Sarah, The Healthy Home Economist
Shikha Ahuja
Hi Sarah,
I am from India. My ancestors were vegetarian but they used to consume a lot of dairy. The part of India (north) I come from eats cooked vegetables, cooked lentils and whole wheat bread at pretty much every meal. Rice is an occasional treat. I am one of the very few Indians who are WAPF’s member. I get so confused about eating meat on a regular basis because that may not agree with my genes. Please help clarify things for me. Thank you.
Kait
In my quest for my ideal diet, learning traditional methods and foods (no more processed!
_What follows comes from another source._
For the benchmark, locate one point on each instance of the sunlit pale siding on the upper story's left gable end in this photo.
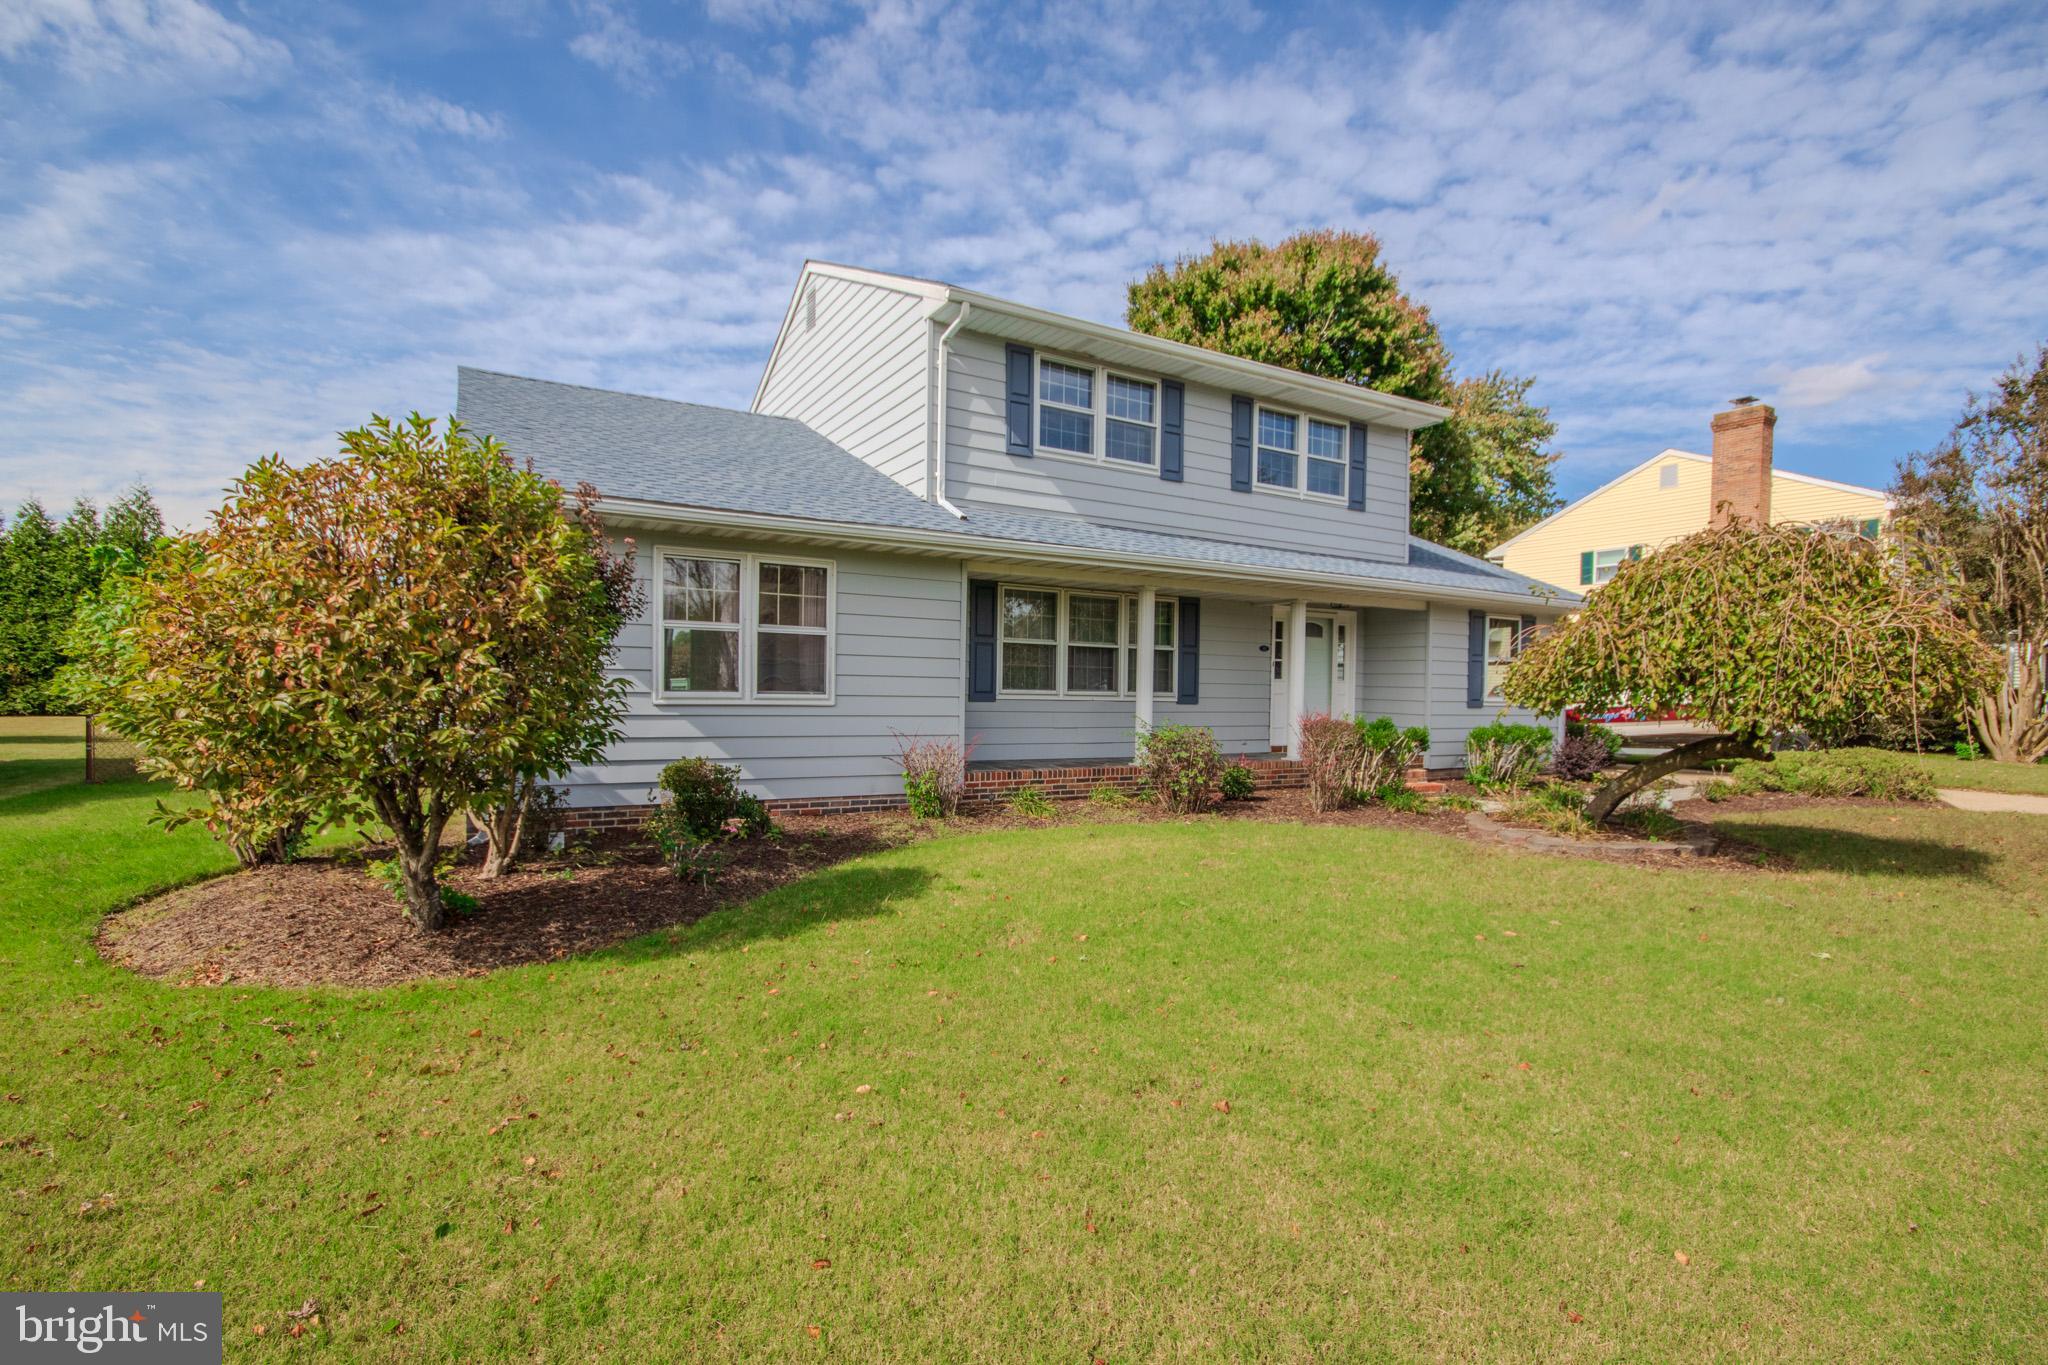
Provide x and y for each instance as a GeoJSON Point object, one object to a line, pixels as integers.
{"type": "Point", "coordinates": [859, 378]}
Back to basics, and what i can process in my own kitchen), I never thought to look at my ancestry to guide me! What a great concept. So, I’m mostly Irish, with some Italian, French, Dutch, and Blackfeet & Cherokee. I have some research ahead of me. I’ll check out the books, too. Why is the rest of society (ugh, grocery stores and corporations!) so slow to reconfigure our farming system and food supply to be natural, traditional, mostly local? I’m only just learning about this…
Elle
I am mostly German – did Price study this part of the world?
Joyce
I am also wondering the same thing…
Sara r
I find that I can eat pretty much anything unprocessed and feel good afterward! However, I do tend towards the same as you: cooked veggies, raw dairy, eggs, and meat, with some sourdough breads thrown in. I throw other things in for variety like rice, pasta, or polenta, fish..but those are the staples. This post pretty much sums up how I have approached traditional foods, but it’s part of my personality NOT to have a prescription and just to wing it!
Kate @ Modern Alternative Mama
I feel great when I eat lots of fruit and vegetables — with plenty of fat! I need a lot of both of those things, with some meat and properly prepared grains to balance it out. An ideal meal for me would be a taco salad with plenty of greens, fresh salsa (fermented?), raw cheese, grass-fed beef, soaked rice, and beans. I keep all the fat on the beef and sometimes add extra tallow.
That is what I have found works *for me.* I had to stop paying attention to all the new science that wanted to tell me I should eat more of this and less of that (whole foods, not junk food) or entirely avoid something. I don’t think that’s right, especially not across the board.
Joyce
Hi Sarah, not to sound stupid, but what exactly is N. European? My ancestry is 50% German and then some French and English.
thanks,
Joyce
Lucila
Hi, Sarah, Thank you for this post. That`s what I was thinking when I started in Traditional Diet,. But my problem is that I`m from Ecuador (I`m a mixed middle class woman living in the urban center of Quito- 2.850 meters above sea level), so my traditional culture is a mixture from Spain and the traditional indigenous people who lived here (incas, and other cultures). There is very little information about what incas ate and drunk and how they prepared their food. It`s typical to know that they consumed a lot of corn products, and diferent kinds of tubers and fermented beverages made from corn, but we don`t exactly know if they ate meat (since they had different kinds of alpacas), what kind and how often and if they ate fruits or vegetables. I live in Los Andes, where fish food is not directly available, so the information available in the book of Weston Price about indigenous people in the cost of Peru doesn´t helps me.
Paz
@Saraha can you answer this questions? I’m in the same situation…. I’m from Cuenca, Ecuador (also in los Andes). What should we eat?